Major brands go for gold
Beyond the opening ceremony, advertisers have many opportunities to reach highly engaged audiences, like during the 13 nights of prime-time coverage that will show a 30-minute key event with only one 60-second commercial pod. Ads are more effective in an Olympic environment, according to NBCU research, and can be further boosted by using creative that is "Olympicized" with athletes or Olympic themes and creating custom content.
“When [advertisers] do all of those things… that's when impact really explodes for them. They see massive lift in message memorability, brand likability and search,” Lovinger said.
Coca-Cola is no stranger to the Olympics, having supported every edition of the games since 1928. The beverage marketer will have a presence across linear and digital channels, including NBC, USA and Telemundo. Plus, Coca-Cola will sponsor the Gold Zone, a live whip-around show on Peacock, and co-create custom content for Peacock and social channels like TikTok as it reaches out to Gen Z.
“At The Coca-Cola Company, we believe in the real magic that can happen when the world comes together, so being a part of this spectacular presentation of the opening ceremony on NBC is a tremendous opportunity to celebrate and share those unifying and inspiring moments,” said Robin Triplett, vice president of integrated marketing at Coca-Cola North America, in a statement.
Fellow Olympic Ring Holder and official partner of Team USA Delta is also partnering with NBCU in a variety of ways. The airline helped kick off the long road to the Olympics last June by flying contestants on "Top Chef: World All-Stars" to Paris for a quick-fire challenge alongside Team USA athletes. Delta continued to help NBCU build buzz on the "Today" show by celebrating the 100-day-out moment in April and unveiling a custom Team USA aircraft livery in May.

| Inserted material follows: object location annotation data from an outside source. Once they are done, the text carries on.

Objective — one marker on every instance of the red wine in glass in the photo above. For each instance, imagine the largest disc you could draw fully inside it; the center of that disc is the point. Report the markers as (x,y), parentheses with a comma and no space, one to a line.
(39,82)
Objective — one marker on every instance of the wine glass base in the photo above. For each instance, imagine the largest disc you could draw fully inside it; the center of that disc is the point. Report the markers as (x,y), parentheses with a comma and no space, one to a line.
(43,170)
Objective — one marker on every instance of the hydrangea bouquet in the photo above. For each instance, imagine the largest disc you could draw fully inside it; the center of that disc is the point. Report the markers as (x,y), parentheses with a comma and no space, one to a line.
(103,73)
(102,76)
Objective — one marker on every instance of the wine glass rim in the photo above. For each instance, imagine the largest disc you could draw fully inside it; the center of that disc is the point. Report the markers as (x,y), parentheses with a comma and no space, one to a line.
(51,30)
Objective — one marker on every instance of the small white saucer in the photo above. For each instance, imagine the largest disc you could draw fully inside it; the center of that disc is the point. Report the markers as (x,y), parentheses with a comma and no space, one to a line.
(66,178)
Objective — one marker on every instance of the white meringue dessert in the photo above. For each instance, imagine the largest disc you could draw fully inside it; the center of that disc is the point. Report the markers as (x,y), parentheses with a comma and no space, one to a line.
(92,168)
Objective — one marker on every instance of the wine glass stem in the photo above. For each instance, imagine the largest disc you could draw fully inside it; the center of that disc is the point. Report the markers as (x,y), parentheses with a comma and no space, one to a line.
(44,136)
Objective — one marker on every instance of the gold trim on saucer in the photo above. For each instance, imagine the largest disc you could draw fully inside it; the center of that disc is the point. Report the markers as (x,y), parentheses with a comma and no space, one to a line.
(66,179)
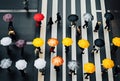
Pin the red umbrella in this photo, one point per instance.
(8, 17)
(38, 17)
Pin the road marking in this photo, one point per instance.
(95, 36)
(106, 38)
(64, 35)
(84, 34)
(73, 33)
(18, 11)
(54, 35)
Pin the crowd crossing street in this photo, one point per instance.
(58, 10)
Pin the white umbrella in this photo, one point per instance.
(5, 41)
(73, 65)
(21, 64)
(39, 63)
(5, 63)
(88, 17)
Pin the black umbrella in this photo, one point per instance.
(73, 18)
(109, 16)
(99, 42)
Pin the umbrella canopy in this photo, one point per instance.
(99, 42)
(83, 43)
(116, 41)
(89, 67)
(52, 42)
(20, 43)
(21, 64)
(5, 63)
(73, 65)
(73, 18)
(37, 42)
(67, 41)
(8, 17)
(109, 16)
(57, 61)
(40, 63)
(6, 41)
(107, 63)
(38, 17)
(88, 17)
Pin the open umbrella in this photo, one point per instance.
(57, 61)
(89, 67)
(88, 17)
(52, 42)
(109, 16)
(20, 43)
(21, 64)
(40, 63)
(99, 42)
(37, 42)
(5, 63)
(67, 41)
(38, 17)
(8, 17)
(73, 65)
(83, 43)
(73, 18)
(107, 63)
(6, 41)
(116, 41)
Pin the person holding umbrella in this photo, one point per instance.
(109, 16)
(58, 18)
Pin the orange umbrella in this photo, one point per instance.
(89, 67)
(52, 42)
(57, 61)
(67, 41)
(83, 43)
(37, 42)
(107, 63)
(116, 41)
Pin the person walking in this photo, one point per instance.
(97, 26)
(86, 24)
(58, 18)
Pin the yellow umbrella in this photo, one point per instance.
(57, 61)
(67, 41)
(83, 43)
(89, 67)
(116, 41)
(52, 42)
(37, 42)
(107, 63)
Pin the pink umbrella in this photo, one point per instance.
(20, 43)
(8, 17)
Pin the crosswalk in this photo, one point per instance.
(62, 30)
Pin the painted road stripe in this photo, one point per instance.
(84, 35)
(106, 38)
(95, 36)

In partnership with Delta, NBCU will run a 22-minute commercial-free documentary about the American men and women who risked and sacrificed their lives during the Normandy landings. The airline will also sponsor Gold Zone, serve as the presenting sponsor of the Medal Count and run its Team USA-starring campaign during the games.
Beyond linear
As TV continues to shift from linear to streaming, Peacock remains a key component of NBCU's offering to consumers and advertisers, especially as it looks to turn TV into a performance marketing channel.
The company unveiled several updates and improvements to Peacock at its One24 tech event in March, and the platform allows advertisers to target in a way that cannot be done on linear. Plus, the increased "shelf space" of a platform that will eventually have close to 7,000 hours of Olympics content allows viewers to program their own TV time, creating affinity groups that advertisers are interested in, Lovinger explained.
Peacock revenue increased 28% to $1 billion last quarter, per an earnings report released this week, narrowing its loss to $348 million on the quarter, down from $651 million a year ago, demonstrating how maturity for most streaming platforms is still a ways off.
Along with its own streaming platform, NBCU has teamed with Meta, Overtime, Snapchat, TikTok and YouTube to develop a Paris Creator Collective, giving 27 creators “unprecedented on-the-ground access” to create custom content at the Olympics that will mix sports highlights with complementary content around food, fashion and Paris itself. The collective builds on insights gleaned from the last decade-plus of how to integrate social media to engage with younger consumers who consume content in their own way.
“We'll reach more young people in 17 days of the Olympics than many of the traditional younger cable networks will reach in a year,” Lovinger said.